Now we can implement a tokenize method

python

    ...
    def tokenize(self, s: str) -> list[str]:
        splits = [list(t) + ["</w>"] for t in s.split()]

        for lhs, rhs in self.merges:
            for idx, split in enumerate(splits):
                new_split = []
                cursor = 0
                while cursor < len(split):
                    if (
                        cursor + 1 < len(split)
                        and split[cursor] == lhs
                        and split[cursor + 1] == rhs
                    ):
                        new_split.append(lhs + rhs)
                        cursor += 2
                    else:
                        new_split.append(split[cursor])
                        cursor += 1
                assert "".join(new_split) == "".join(split)
                splits[idx] = new_split

        return sum(splits, [])

Try to tokenize the corpus mentioned earlier using our hand crafted BPE tokenizer

python

bpe = BPE(corpus, vocab_size=17, debug=False)
bpe.train()
bpe.tokenize(" ". join(corpus))

The output is:

python

['h', 'i', 'g', 'h', 'est</w>',
 'h', 'i', 'g', 'h', 'er</w>',
 'l', 'o', 'w', 'er</w>',
 'l', 'o', 'w', 'est</w>',
 'c', 'o', 'o', 'l', 'er</w>',
 'c', 'o', 'o', 'l', 'est</w>']

🤔️ This indicates that our implementation is correct, and thanks to </w>, we can see the word boundaries between words and even reconstruct the original input.
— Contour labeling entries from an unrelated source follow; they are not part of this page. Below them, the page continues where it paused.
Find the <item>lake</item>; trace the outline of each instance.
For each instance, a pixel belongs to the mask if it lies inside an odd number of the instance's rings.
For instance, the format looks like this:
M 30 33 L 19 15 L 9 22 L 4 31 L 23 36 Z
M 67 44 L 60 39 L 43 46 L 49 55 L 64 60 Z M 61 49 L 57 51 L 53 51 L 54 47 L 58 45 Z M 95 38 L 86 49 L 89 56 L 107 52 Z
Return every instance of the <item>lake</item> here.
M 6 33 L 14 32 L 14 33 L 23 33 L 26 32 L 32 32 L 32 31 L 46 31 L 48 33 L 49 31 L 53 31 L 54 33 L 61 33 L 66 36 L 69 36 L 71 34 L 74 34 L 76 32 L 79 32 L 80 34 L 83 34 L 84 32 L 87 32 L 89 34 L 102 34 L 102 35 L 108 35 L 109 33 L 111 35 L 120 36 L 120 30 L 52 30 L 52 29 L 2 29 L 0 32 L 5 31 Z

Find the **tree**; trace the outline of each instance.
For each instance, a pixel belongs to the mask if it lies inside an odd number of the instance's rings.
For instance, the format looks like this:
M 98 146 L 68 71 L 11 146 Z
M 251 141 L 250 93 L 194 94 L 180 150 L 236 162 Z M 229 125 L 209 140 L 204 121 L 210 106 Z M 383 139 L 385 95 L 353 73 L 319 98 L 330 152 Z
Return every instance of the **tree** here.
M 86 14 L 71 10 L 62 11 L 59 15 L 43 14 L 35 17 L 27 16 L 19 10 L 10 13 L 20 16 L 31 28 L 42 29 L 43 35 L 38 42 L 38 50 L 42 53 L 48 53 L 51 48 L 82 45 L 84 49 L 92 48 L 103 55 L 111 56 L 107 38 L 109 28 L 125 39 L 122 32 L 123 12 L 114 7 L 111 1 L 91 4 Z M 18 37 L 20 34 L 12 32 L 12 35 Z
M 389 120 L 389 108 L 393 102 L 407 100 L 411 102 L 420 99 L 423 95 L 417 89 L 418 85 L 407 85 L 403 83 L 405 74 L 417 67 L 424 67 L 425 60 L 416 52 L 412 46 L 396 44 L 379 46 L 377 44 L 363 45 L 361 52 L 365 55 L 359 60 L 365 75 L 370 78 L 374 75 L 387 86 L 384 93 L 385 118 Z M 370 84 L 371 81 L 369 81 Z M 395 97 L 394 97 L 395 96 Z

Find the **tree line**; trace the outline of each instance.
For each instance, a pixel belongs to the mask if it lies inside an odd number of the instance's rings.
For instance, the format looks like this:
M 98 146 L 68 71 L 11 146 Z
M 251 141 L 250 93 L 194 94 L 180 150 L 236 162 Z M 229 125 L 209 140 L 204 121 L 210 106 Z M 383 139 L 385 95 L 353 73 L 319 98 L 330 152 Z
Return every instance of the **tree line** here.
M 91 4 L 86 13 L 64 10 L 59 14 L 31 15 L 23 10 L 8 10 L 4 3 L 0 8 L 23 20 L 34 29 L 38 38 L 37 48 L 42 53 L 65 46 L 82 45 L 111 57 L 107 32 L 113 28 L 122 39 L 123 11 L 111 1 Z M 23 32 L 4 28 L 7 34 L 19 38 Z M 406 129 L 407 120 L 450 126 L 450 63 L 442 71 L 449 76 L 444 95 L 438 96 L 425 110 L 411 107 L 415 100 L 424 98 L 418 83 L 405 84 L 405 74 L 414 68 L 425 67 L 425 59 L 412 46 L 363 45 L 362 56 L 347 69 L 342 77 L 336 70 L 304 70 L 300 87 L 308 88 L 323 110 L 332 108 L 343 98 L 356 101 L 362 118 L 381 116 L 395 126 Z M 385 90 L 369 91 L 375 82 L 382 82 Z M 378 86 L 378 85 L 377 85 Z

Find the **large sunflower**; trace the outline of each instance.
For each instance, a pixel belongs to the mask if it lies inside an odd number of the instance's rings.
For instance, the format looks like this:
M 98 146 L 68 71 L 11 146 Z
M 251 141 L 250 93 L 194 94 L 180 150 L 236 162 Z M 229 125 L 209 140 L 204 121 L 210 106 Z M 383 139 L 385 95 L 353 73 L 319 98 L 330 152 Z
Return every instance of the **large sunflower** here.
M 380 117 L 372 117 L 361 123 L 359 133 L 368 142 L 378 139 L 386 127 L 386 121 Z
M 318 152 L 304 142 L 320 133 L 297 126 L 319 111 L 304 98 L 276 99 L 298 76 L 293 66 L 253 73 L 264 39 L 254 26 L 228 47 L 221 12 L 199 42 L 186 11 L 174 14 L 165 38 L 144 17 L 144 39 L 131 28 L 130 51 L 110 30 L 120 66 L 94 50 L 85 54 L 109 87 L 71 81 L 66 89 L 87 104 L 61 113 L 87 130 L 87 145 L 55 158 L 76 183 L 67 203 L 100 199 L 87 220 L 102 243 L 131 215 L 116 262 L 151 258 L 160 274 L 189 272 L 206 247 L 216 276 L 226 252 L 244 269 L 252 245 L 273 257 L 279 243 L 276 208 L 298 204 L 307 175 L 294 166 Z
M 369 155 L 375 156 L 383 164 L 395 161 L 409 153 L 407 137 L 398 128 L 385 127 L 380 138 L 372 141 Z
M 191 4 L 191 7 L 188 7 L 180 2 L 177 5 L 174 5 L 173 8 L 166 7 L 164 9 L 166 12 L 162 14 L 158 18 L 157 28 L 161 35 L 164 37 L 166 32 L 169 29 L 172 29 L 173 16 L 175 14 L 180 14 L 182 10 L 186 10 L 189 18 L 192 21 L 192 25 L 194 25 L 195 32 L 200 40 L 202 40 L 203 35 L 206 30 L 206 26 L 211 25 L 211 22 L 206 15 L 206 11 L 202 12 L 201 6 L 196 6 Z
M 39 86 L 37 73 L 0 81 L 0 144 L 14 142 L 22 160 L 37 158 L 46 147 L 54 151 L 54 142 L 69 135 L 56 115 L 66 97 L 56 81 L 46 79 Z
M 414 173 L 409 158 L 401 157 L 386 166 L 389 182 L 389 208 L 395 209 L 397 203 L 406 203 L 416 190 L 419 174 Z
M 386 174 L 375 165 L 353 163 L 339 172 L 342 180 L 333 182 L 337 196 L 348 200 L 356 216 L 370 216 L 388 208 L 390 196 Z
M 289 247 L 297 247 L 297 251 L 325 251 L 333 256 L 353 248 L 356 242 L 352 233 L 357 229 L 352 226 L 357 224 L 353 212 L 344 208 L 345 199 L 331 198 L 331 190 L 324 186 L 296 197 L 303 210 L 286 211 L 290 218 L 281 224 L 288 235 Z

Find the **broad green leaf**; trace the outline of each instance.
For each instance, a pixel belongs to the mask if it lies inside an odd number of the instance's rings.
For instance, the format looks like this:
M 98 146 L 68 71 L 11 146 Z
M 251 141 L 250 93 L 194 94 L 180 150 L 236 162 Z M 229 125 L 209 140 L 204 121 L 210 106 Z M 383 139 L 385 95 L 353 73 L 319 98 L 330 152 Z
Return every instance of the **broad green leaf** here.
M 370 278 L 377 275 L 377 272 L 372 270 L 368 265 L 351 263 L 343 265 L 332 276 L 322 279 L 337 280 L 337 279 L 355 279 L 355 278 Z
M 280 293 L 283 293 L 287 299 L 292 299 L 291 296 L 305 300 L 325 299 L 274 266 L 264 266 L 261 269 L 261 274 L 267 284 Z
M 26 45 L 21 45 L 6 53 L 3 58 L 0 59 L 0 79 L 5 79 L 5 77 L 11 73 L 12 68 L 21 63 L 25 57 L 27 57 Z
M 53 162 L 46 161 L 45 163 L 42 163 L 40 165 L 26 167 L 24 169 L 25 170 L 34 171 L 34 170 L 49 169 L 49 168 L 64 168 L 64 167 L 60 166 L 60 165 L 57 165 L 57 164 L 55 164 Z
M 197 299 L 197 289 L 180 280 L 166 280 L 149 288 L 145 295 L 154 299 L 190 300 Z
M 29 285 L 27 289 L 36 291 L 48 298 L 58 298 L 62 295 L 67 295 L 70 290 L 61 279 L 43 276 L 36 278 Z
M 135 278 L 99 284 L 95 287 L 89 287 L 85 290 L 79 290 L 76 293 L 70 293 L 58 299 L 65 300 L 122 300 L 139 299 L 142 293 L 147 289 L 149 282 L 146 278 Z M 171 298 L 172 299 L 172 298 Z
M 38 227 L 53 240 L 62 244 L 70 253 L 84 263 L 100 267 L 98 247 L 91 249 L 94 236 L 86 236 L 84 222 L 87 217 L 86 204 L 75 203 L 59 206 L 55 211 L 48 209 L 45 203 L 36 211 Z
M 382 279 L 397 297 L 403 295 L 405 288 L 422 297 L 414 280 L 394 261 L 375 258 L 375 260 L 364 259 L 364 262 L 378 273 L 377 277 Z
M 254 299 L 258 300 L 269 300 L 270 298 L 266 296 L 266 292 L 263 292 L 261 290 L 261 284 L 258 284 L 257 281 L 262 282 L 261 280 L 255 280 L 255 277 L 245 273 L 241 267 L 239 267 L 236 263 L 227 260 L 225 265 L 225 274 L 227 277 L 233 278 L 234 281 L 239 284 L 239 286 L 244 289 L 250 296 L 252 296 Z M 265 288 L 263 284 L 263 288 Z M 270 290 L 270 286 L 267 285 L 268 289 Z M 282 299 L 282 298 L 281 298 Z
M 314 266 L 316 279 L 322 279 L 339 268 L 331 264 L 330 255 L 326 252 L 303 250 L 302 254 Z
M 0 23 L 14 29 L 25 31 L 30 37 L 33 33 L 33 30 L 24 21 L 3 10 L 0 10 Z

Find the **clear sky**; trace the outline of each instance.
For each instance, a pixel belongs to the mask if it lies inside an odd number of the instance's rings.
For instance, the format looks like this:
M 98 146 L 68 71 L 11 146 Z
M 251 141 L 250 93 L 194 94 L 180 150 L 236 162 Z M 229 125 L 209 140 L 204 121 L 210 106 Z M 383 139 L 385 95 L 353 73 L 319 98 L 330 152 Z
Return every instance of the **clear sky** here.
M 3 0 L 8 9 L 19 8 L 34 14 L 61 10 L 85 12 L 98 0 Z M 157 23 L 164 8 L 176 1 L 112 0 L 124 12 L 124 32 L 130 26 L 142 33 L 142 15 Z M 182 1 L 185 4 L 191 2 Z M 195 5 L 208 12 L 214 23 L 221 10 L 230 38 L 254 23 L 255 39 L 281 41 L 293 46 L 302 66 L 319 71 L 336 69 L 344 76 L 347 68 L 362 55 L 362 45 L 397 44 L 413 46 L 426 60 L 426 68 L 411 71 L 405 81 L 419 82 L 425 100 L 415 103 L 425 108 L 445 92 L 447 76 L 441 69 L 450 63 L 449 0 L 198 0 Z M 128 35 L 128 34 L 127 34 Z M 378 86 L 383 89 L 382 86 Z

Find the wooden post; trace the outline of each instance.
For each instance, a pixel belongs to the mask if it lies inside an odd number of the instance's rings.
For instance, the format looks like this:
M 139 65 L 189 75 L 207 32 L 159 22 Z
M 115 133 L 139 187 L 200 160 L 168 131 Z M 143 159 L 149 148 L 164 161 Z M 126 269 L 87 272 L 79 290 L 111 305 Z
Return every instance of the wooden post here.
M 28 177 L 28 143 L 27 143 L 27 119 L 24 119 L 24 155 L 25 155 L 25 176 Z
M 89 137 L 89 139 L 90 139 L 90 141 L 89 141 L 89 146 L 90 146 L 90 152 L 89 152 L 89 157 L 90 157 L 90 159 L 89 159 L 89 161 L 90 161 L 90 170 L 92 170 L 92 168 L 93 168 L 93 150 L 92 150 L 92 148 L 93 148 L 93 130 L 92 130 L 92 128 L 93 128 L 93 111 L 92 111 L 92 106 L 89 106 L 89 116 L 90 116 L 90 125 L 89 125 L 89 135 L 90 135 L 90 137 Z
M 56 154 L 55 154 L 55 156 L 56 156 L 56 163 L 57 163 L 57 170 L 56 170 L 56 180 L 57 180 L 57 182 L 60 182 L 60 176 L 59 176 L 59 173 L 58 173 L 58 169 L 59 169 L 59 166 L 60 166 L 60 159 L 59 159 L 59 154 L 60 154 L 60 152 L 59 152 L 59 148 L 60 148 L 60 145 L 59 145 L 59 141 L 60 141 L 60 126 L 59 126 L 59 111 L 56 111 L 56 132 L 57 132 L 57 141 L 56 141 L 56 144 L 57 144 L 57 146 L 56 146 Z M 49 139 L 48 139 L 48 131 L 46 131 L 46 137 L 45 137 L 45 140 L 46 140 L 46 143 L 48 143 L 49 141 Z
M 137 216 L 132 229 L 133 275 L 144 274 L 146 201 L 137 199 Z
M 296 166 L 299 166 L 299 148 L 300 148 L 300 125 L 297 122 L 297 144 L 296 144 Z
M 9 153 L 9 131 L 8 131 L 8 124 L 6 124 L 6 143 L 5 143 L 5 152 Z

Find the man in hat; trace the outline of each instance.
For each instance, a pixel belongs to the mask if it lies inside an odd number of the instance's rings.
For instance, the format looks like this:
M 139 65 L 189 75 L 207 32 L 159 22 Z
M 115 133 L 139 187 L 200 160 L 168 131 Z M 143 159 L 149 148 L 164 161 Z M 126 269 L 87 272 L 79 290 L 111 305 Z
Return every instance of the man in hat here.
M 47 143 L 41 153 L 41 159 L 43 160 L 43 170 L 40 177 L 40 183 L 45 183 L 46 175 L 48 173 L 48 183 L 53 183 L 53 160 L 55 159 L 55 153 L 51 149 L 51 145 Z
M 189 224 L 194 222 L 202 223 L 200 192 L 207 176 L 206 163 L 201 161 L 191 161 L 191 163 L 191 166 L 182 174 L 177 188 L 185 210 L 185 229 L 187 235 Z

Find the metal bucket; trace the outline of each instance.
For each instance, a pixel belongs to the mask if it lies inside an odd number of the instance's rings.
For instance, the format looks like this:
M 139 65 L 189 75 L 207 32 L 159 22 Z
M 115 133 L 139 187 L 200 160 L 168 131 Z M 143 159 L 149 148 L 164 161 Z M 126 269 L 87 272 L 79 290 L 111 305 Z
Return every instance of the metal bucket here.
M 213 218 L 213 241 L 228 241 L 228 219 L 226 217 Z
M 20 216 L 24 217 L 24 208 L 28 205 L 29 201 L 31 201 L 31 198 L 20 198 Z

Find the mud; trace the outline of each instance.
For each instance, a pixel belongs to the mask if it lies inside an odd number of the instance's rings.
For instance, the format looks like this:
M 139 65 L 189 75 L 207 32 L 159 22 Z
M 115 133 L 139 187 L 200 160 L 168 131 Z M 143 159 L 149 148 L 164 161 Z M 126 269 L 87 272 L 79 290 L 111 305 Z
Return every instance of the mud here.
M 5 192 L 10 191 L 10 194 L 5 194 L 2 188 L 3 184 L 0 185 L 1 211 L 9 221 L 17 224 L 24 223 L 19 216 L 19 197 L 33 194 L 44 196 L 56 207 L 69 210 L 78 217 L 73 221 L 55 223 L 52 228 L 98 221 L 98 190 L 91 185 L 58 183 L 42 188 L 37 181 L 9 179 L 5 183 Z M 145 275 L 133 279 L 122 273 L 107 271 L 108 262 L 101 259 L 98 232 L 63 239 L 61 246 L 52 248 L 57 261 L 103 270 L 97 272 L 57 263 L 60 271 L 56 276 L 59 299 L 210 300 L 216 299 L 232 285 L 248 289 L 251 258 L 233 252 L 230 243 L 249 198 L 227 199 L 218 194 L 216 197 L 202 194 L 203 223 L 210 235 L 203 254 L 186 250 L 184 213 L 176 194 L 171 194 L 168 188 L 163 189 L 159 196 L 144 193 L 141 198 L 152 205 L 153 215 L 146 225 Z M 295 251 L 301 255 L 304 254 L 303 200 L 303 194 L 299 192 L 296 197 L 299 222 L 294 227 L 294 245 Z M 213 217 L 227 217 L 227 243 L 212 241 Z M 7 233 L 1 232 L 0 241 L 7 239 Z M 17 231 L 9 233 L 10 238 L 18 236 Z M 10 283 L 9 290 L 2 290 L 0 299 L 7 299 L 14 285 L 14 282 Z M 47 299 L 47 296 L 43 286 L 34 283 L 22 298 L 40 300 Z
The BPE tokenize is simple and practical, but when you delve into its implementation, you will encounter several details. However, it’s precisely by engaging with these intricacies that your understanding of BPE becomes more profound.

Let’s also talk about some limitations of BPE. For instance, you will notice that we are using whitespace to split text, which works for whitespaced language. However, for languages like Chinese, spaces don’t define word boundaries, which makes things more complex and calls for a better tokenizing method.